I'm almost finished with lesson 2. Took me a few weeks to get though both. I know I'm not going to get good lines right away. My main point is that the exercise starts to feel like a waste of time if I've already messed up the perspective-- continuing to work on that doesn't help me understand perspective any better.

I understand and respect the structure of drawabox. My original point is basically just inquiring if there is any flexibility for people who have mental health concerns or who aren't learning efficiently within that system. If there's zero flexibility in that regard, maybe the system is flawed, because not everyone is the same.

9:18 PM, Monday April 26th 2021

It's actually the opposite to what you say although I can understand why you might think that. By not allowing corrections it brings your drawing problems to the fore so that you can review and address them. If you are constantly erasing them it hides them. That is my view anyway. If you submit perfected and corrected homework it negates the learning goals and does not allow for rigorous feedback.

The system is not flawed. It is what it is. A tough approach that is maybe not for everyone. In this respect, it may not be the right approach for you at the moment. There are many alternative ways of learning that you may find more suitable.

I can empathise with the anxiety issue as a recovered agoraphobic, but compromising the course is not the solution.

9:36 PM, Monday April 26th 2021

That's a good point about better feedback if you can't erase, but honestly, if you're messing up your lines all the time, the feedback is going to be, "your lines aren't accurate, draw from your shoulder." Well duh, I already knew that I sucked at lines. At worst, it could confuse feedback because an incorrect line could give the impression that someone doesn't understand perspective when in fact, they just slipped with their hand.

My point about the system wasn't that it's hard. I'm not averse to hard work. My point is that, if something is meant to teach people, and 100% inflexibility when dealing thousands of humans, many of whom learn differently, might not always be ideal.
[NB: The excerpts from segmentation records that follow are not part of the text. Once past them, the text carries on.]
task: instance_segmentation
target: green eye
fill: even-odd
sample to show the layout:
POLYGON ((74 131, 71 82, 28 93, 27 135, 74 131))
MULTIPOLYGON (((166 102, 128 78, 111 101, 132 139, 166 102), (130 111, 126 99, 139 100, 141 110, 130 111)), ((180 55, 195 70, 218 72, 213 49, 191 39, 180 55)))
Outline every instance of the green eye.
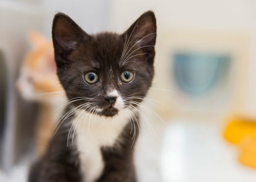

10:18 PM, Monday April 26th 2021
edited at 10:18 PM, Apr 26th 2021

For the former that is not how feedback, official at least, works. It constructively critiques your work so that you can consolidate your learning before moving onto the next, progressively tougher, stage. It stops you getting ahead of yourself and stops problems from compounding later.

I think on the latter point it is up to you to assess if it is the right course for you. I don't see it changing to be more flexible and I don't think it should. You have chosen this course, it didn't choose you. EOM.